1. The Beverly Hillbillies" - No way southerners would stand for this depiction of moonshine swillin' gun tottin' ruffians invading L.A. today.
2. "Hogan's Heroes" - I was amazed it ever aired the first time around so soon after WWII. I've never found anything funny about Nazis.
3. "Blazing Saddles" - Too funny, too smart and too offensive. Be thankful we got the original when we did.

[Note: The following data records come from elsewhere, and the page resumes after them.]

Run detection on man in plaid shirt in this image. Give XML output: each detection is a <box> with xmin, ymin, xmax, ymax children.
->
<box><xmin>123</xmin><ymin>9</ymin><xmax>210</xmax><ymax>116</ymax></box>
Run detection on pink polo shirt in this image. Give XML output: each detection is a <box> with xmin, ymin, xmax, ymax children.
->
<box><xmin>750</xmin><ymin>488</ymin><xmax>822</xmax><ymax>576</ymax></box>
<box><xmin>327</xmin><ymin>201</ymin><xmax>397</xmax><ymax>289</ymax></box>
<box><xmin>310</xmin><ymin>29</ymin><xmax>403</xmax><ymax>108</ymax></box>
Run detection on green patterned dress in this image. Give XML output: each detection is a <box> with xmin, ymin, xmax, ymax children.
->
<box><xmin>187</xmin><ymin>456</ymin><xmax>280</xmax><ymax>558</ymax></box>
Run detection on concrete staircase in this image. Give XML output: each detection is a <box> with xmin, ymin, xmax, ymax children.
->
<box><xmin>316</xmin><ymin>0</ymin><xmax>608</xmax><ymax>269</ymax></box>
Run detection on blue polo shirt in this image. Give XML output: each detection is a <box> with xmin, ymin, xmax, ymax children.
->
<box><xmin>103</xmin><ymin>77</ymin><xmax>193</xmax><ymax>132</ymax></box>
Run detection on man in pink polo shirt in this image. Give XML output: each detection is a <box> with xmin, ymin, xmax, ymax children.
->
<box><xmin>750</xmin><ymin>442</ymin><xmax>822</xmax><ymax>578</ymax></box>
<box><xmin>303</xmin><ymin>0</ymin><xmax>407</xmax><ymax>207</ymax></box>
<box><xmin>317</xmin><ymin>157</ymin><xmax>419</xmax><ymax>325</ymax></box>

4. "The Ed Sullivan Show" - Unless they made it a reality show or had live voting... just putting out performers from all genres wouldn't sell today.
5. "Welcome Back Kotter" - I'd say public education in America's inner cities wouldn't be a ripe place for comedy today.
6. "The Mod Squad" - I don't feel teenaged undercover cops would work so well either particularly ones that were clearly dated when they aired the first time.
7 . Blaxploitation - Some would say it's alive and well with Tyler Perry but he looks like Bergman compared to some of that old stuff. "Blackula"?
Well this is just some off the top of my haid at 3:00 AM on a Sunday morning.
Worf
My dad wouldn't allow "Hogan's Heroes" on the television when he was home. Part of it was that he saw nothing funny about a POW camp, but I think that turning his former enemies into hapless clowns was a sore point. His view was that it took the world to defeat the German Third Reich and that while that nation's leadership deserved scorn and condemnation, the average German soldier was much like him: doing his best just to survive the pure hell around him, and worthy of respect. He felt that he had more in common with former enemies that he had faced in North Africa, or Normandy, or the Ardennes, than he had with American civilians who had known no greater privations than meat or gas rationing. Turning them into characters of fun in a sitcom for the sake of a few laughs was, to his mind, belittling his own war experiences.
On the other hand, when we were watching Mel Brook's "The Producers" (1968) for the first time, and the opening song and dance number of the ill fated musical ("Springtime For Hitler") was on, he was laughing so hard that I thought he would have an M.I. The remake movie with Matthew Broderick (as well as stage productions of the same title that made the rounds about the same time) never quite had the punch that the original movie with Zero Mostel and Gene Wilder did. My theory is that the idea of a movie about producing a guaranteed flop theatrical, a musical about Adolf Hitler that ended up being an unplanned smash comedy, was so audacious and so outrageous in 1968, when Hitler had been gone for less than a quarter of a century and memories were still fresh, simply could not be replayed 30+ years later. By that time, we had lived to hear the strains of "Springtime for Hitler" on department store Muzak recordings, so you might say that the Coke in that open bottle had lost its fizz.